2. The data-driven RGB video-based real-time hand motion assessment method as claimed in claim 1, wherein said gesture estimation and organization at least comprises: for conventional RGB video containing image frames showing both hands of a person, the pose of both hands is extracted as a feature of each still frame.

3. The data-driven RGB video-based real-time hand motion assessment method as claimed in claim 1, wherein the gesture estimation and organization is implemented by a hand segmentation module, a 2D hand pose estimation module, a 3D hand pose estimation module and a hand pose organization module.

4. The data-driven RGB video-based real-time hand motion assessment method according to claim 3, wherein said hand segmentation module is used to identify and segment the region where the human hand is located in each frame of image, and to construct a model using data from the Egohands data set;

5. The method as claimed in claim 3, wherein the hand segmentation module greatly increases the computation efficiency of the module by cropping the flexible region covering the portion to be segmented without affecting the accuracy.

6. The data-driven real-time hand motion estimation method based on RGB video according to claim 5, wherein the computation efficiency is represented by a reconstruction computation cost RCC and an estimation computation ratio ACR;

7. The data-driven RGB video-based real-time hand motion assessment method as claimed in claim 1, wherein the quality assessment of the hand motion is performed by a performance assessment module and a feedback indication module.

8. The data-driven RGB video-based real-time hand motion assessment method as claimed in claim 7, wherein said performance assessment includes: the three-dimensional relative position of the joints is used as a feature for each frame, and then a model is built to analyze spatiotemporal information of the whole video and output scores.

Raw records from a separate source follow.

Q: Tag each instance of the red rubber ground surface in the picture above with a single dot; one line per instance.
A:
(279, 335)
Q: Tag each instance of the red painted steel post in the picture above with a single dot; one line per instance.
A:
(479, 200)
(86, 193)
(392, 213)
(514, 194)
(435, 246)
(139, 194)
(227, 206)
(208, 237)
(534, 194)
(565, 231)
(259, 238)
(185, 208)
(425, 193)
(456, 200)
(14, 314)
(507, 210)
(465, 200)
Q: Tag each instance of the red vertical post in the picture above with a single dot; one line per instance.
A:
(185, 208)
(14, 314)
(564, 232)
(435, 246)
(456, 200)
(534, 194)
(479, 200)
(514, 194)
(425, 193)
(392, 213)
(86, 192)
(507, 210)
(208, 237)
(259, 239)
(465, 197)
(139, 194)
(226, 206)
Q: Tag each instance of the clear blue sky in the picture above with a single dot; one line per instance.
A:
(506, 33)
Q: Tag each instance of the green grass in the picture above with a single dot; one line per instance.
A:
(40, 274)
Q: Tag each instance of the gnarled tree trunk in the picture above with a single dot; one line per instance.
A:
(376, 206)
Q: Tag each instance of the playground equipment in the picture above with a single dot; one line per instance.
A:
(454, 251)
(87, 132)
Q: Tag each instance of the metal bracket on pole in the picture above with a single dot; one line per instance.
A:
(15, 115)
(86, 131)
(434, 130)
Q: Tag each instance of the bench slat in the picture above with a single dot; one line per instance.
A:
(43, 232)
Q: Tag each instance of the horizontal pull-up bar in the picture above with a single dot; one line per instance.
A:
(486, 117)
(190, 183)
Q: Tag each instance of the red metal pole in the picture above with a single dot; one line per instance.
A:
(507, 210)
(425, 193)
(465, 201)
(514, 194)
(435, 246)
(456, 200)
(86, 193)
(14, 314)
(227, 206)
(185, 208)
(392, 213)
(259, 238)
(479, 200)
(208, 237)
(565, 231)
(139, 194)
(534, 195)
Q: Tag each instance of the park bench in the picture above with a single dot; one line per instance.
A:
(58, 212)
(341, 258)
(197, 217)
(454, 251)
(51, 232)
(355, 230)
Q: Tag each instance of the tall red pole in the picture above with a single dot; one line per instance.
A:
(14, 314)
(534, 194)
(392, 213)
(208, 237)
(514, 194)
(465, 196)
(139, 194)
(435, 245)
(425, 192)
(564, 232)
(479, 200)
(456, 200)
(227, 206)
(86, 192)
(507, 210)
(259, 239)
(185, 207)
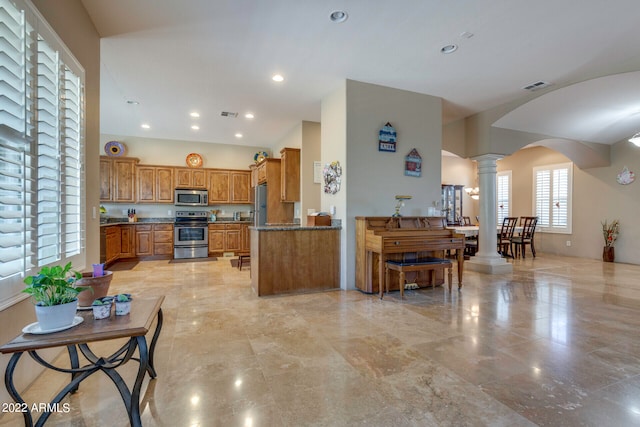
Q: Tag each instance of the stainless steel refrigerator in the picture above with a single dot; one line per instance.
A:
(260, 215)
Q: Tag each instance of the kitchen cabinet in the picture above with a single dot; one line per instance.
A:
(190, 178)
(241, 187)
(113, 243)
(290, 175)
(117, 179)
(225, 238)
(144, 240)
(163, 239)
(155, 184)
(277, 211)
(127, 243)
(218, 186)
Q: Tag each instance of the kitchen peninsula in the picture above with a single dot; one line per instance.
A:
(294, 259)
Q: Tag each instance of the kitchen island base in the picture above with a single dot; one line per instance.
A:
(287, 260)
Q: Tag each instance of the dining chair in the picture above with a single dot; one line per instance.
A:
(506, 234)
(526, 237)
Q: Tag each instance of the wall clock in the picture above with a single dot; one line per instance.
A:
(114, 148)
(194, 160)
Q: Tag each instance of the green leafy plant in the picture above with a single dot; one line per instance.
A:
(53, 285)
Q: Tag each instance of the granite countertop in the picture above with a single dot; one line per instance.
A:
(125, 221)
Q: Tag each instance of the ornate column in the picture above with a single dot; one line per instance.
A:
(487, 259)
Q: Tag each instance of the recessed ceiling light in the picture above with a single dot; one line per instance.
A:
(338, 16)
(450, 48)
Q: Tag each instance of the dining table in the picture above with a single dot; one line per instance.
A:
(77, 339)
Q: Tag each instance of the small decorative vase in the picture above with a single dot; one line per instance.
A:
(608, 254)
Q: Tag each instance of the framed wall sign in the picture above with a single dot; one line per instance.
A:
(413, 164)
(387, 138)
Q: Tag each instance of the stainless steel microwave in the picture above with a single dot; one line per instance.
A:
(191, 197)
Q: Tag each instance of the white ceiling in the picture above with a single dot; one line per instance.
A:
(174, 57)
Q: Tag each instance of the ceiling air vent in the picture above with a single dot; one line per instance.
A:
(537, 86)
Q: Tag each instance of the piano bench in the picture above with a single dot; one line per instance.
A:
(426, 264)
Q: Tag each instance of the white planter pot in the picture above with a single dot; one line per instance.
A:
(123, 308)
(56, 316)
(101, 311)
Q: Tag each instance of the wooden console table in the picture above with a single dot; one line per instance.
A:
(134, 326)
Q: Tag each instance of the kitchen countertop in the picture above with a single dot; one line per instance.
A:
(125, 221)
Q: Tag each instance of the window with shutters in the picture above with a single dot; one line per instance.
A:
(41, 149)
(552, 197)
(503, 195)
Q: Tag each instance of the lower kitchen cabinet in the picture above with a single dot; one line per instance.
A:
(163, 239)
(144, 240)
(127, 242)
(225, 238)
(113, 242)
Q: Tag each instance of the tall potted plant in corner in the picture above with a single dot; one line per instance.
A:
(56, 297)
(610, 233)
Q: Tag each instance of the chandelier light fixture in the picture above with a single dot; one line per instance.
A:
(474, 192)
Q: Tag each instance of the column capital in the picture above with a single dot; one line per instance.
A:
(485, 157)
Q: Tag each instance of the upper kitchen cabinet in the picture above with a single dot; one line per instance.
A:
(241, 187)
(229, 186)
(155, 184)
(190, 178)
(290, 175)
(117, 179)
(218, 187)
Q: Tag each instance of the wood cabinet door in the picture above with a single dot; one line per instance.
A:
(218, 187)
(144, 241)
(240, 187)
(199, 179)
(164, 185)
(127, 247)
(106, 185)
(146, 184)
(232, 241)
(183, 178)
(216, 239)
(124, 172)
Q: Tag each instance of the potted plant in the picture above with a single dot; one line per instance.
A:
(55, 294)
(102, 307)
(123, 304)
(610, 233)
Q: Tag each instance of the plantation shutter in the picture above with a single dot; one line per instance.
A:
(41, 149)
(503, 195)
(552, 197)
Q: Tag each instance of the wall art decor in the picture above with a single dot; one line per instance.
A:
(387, 138)
(332, 177)
(413, 164)
(625, 177)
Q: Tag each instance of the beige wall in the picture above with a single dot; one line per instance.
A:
(351, 119)
(596, 197)
(456, 170)
(70, 21)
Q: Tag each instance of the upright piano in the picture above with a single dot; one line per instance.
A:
(379, 239)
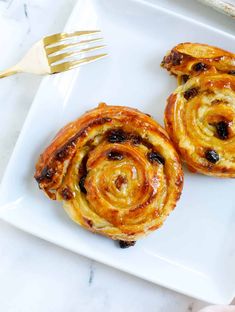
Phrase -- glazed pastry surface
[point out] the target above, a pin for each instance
(200, 119)
(115, 170)
(191, 59)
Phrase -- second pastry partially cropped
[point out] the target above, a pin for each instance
(200, 119)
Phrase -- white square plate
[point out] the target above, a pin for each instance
(194, 252)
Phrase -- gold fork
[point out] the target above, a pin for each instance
(58, 53)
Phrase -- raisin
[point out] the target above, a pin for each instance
(67, 194)
(185, 78)
(176, 58)
(120, 181)
(46, 174)
(81, 184)
(62, 153)
(212, 156)
(154, 157)
(125, 244)
(200, 67)
(190, 93)
(222, 130)
(116, 136)
(135, 139)
(113, 155)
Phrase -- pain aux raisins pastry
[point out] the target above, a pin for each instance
(191, 59)
(116, 172)
(200, 119)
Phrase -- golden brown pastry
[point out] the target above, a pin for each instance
(191, 59)
(116, 172)
(200, 119)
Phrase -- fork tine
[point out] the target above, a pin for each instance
(62, 56)
(61, 36)
(69, 65)
(60, 47)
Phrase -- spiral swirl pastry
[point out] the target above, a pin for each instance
(200, 119)
(187, 60)
(116, 172)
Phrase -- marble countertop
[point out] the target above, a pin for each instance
(36, 275)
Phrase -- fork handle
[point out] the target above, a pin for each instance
(10, 71)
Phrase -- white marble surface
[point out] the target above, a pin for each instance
(36, 275)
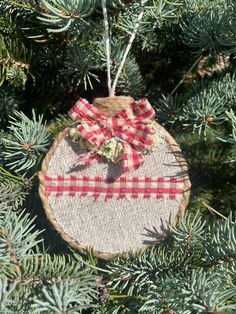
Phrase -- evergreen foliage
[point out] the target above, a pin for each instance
(183, 61)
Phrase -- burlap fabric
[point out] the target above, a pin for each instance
(115, 226)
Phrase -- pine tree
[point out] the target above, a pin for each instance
(183, 60)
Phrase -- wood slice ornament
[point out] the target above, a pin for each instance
(121, 205)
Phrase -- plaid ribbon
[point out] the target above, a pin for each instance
(128, 126)
(121, 188)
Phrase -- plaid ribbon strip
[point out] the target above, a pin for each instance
(108, 188)
(129, 126)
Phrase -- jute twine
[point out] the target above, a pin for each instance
(110, 106)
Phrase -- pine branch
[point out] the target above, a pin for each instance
(132, 37)
(107, 44)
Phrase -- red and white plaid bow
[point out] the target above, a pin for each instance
(128, 126)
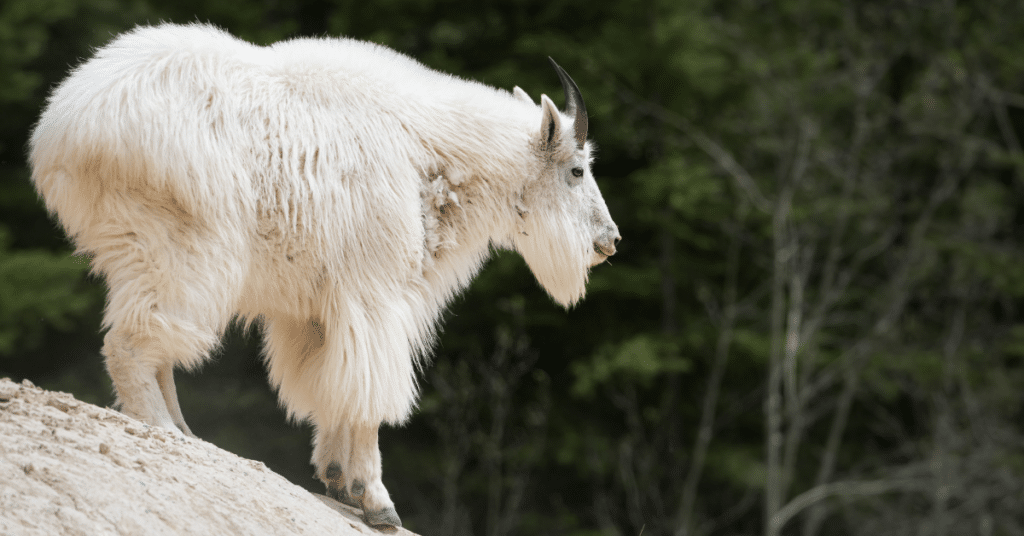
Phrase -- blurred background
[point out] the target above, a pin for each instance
(813, 325)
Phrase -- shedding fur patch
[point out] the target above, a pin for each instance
(441, 215)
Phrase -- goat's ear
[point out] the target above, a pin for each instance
(551, 124)
(521, 95)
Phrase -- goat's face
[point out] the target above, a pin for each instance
(564, 224)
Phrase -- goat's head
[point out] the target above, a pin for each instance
(564, 227)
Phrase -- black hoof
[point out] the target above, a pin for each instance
(341, 495)
(382, 519)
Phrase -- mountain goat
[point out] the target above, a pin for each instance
(334, 192)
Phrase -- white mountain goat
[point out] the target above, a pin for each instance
(333, 191)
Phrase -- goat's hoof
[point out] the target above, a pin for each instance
(383, 519)
(341, 495)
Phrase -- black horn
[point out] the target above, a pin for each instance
(573, 104)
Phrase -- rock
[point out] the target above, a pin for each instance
(71, 467)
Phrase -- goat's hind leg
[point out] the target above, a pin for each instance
(165, 378)
(348, 461)
(134, 367)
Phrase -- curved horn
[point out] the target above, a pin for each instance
(573, 104)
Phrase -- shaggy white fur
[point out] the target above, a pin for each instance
(334, 191)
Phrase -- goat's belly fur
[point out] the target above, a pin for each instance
(207, 184)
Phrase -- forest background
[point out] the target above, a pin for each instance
(813, 325)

9. The data-driven RGB video-based real-time hand motion assessment method as claimed in claim 7, wherein said feedback indication comprises: the feedback provided instructs the trainee how each of his static postures should be adjusted, giving the joints that need to be adjusted most and the corresponding adjustment direction that maximizes the final score, achieving the maximum improvement of the trainee's final score by establishing a causal relationship between the actions and the score.

10. The data-driven RGB video-based real-time hand motion assessment method as claimed in claim 9, wherein said feedback indication is achieved by maximizing the gradient of the final score with respect to the features of each frame.